I understand why a non-standard compiler-specific implementation of int128 was not used (Besides being compiler specific, the point of the article is to walk through an implementation of it), but why use
> using u64 = unsigned long long;
? Although in practice, this is _usually_ an unsigned 64 bit integer, the C++ Standard does not technically guarantee this, all it says is that the type need to be _at least_ 64 bits. [0]
I would use std::uint64_t which guarantees a type of that size, provided it is supported. [1]
Re: Multiplication: regrouping our u64 digits
I am aware more advanced and faster algorithms exist, but I wonder if something simple like Karatsuba's Algorithm [2] which uses 3 multiplications instead of 4, could be a quick win for performance over the naive method used in the article. Though since it was mentioned that the compiler-specific unsigned 128 integers more closely resembles the ones created in the article, I suppose there must be a reason for that method to be used instead, or something I missed that makes this method unsuitable here.
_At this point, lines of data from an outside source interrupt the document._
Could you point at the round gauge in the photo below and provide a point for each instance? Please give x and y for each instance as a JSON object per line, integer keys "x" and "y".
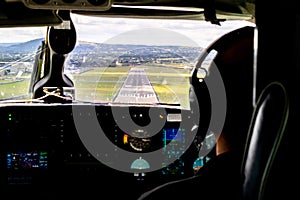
{"x": 139, "y": 144}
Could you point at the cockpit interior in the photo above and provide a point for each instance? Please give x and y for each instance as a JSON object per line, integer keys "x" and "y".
{"x": 108, "y": 99}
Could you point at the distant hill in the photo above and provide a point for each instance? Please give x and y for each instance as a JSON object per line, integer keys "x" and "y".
{"x": 83, "y": 49}
{"x": 24, "y": 48}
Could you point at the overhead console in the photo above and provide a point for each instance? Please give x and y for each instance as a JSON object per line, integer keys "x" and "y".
{"x": 92, "y": 5}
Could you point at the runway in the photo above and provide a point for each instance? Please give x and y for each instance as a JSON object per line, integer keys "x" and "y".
{"x": 136, "y": 89}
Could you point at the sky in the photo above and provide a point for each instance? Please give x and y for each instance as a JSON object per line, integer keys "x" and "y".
{"x": 133, "y": 31}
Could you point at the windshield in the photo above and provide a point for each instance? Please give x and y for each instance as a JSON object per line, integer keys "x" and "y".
{"x": 117, "y": 60}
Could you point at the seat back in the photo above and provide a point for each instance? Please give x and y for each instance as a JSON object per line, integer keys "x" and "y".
{"x": 264, "y": 137}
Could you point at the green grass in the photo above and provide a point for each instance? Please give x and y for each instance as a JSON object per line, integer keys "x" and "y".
{"x": 171, "y": 85}
{"x": 11, "y": 88}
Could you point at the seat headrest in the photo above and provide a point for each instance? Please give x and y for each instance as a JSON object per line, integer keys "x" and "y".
{"x": 264, "y": 137}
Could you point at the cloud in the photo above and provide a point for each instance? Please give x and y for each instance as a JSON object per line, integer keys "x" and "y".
{"x": 131, "y": 30}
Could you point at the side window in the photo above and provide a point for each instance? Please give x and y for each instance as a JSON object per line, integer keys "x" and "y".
{"x": 17, "y": 56}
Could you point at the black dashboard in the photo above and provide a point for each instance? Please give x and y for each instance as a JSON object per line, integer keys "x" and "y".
{"x": 51, "y": 149}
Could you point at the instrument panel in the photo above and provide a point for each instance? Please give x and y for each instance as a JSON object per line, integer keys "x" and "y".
{"x": 53, "y": 146}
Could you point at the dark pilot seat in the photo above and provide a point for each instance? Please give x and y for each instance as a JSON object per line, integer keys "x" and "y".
{"x": 265, "y": 132}
{"x": 264, "y": 138}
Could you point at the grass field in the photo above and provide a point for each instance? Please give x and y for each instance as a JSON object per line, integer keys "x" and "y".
{"x": 101, "y": 85}
{"x": 171, "y": 85}
{"x": 10, "y": 88}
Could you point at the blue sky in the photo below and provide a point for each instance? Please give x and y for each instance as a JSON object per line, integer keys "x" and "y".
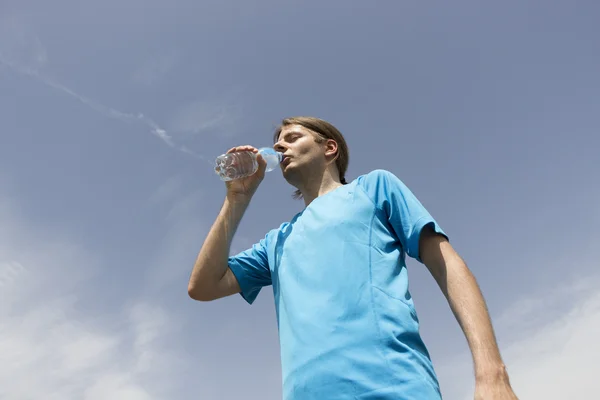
{"x": 113, "y": 111}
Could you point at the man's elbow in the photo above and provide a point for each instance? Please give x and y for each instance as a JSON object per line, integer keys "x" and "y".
{"x": 198, "y": 294}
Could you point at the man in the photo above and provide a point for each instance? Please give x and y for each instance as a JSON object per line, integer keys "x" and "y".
{"x": 347, "y": 324}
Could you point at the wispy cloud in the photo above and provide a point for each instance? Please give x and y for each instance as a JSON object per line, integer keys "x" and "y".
{"x": 51, "y": 346}
{"x": 554, "y": 353}
{"x": 22, "y": 52}
{"x": 203, "y": 116}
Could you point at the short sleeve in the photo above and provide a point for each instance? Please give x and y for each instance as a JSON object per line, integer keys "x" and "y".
{"x": 404, "y": 212}
{"x": 251, "y": 269}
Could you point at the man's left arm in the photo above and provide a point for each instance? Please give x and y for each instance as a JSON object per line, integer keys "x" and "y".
{"x": 460, "y": 288}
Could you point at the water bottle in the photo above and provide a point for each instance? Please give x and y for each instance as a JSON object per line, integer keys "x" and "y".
{"x": 243, "y": 163}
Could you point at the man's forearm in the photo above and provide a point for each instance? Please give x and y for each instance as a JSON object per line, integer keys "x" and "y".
{"x": 468, "y": 305}
{"x": 211, "y": 263}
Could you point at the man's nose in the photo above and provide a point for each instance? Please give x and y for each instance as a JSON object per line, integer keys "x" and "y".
{"x": 279, "y": 147}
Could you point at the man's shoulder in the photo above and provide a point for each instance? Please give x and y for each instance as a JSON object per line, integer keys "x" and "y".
{"x": 376, "y": 176}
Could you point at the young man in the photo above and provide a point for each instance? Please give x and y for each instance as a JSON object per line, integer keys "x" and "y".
{"x": 347, "y": 324}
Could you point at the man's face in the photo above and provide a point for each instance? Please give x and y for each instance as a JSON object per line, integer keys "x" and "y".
{"x": 301, "y": 152}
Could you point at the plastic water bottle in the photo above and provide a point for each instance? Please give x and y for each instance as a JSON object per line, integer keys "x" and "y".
{"x": 243, "y": 163}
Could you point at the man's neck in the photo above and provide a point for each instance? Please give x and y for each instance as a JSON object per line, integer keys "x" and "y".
{"x": 319, "y": 187}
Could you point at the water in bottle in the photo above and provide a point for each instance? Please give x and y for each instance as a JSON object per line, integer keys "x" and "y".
{"x": 243, "y": 163}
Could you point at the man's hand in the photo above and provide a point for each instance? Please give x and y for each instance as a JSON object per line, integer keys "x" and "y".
{"x": 242, "y": 190}
{"x": 499, "y": 390}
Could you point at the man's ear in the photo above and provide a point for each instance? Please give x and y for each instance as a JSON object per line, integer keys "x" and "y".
{"x": 331, "y": 148}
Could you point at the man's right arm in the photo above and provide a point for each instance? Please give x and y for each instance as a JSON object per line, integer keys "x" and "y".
{"x": 211, "y": 277}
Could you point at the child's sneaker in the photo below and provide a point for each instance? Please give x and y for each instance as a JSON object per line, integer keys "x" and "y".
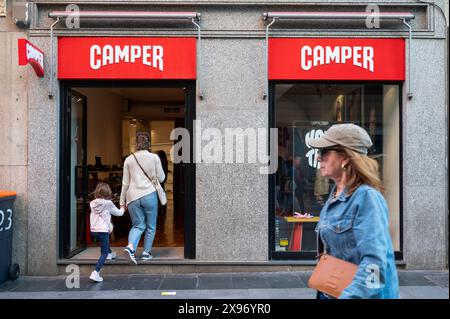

Speaking of which, I would be interested to see how all these operations fair against compiler-specific implementations (as well as the comparisons between different compilers). [3]. The article only briefly mentioned their multiplication method is similar for the builtin `__uint128_t` [4], but did not go into detail or mention similarities/differences with their implementation of the other arithmetic operations.
[0] https://en.cppreference.com/w/cpp/language/types.html The official standard needs to be purchased, which is why I did not reference that. But it should be under the section basic.fundamental
[1] https://en.cppreference.com/w/cpp/types/integer.html
[2] https://en.wikipedia.org/wiki/Karatsuba_algorithm
[3] I suppose I could see for myself using godbolt, but I would like to see some commentary/discussion on this.
[4] And did not state for which compiler, though by context, I suppose it would be MSVC?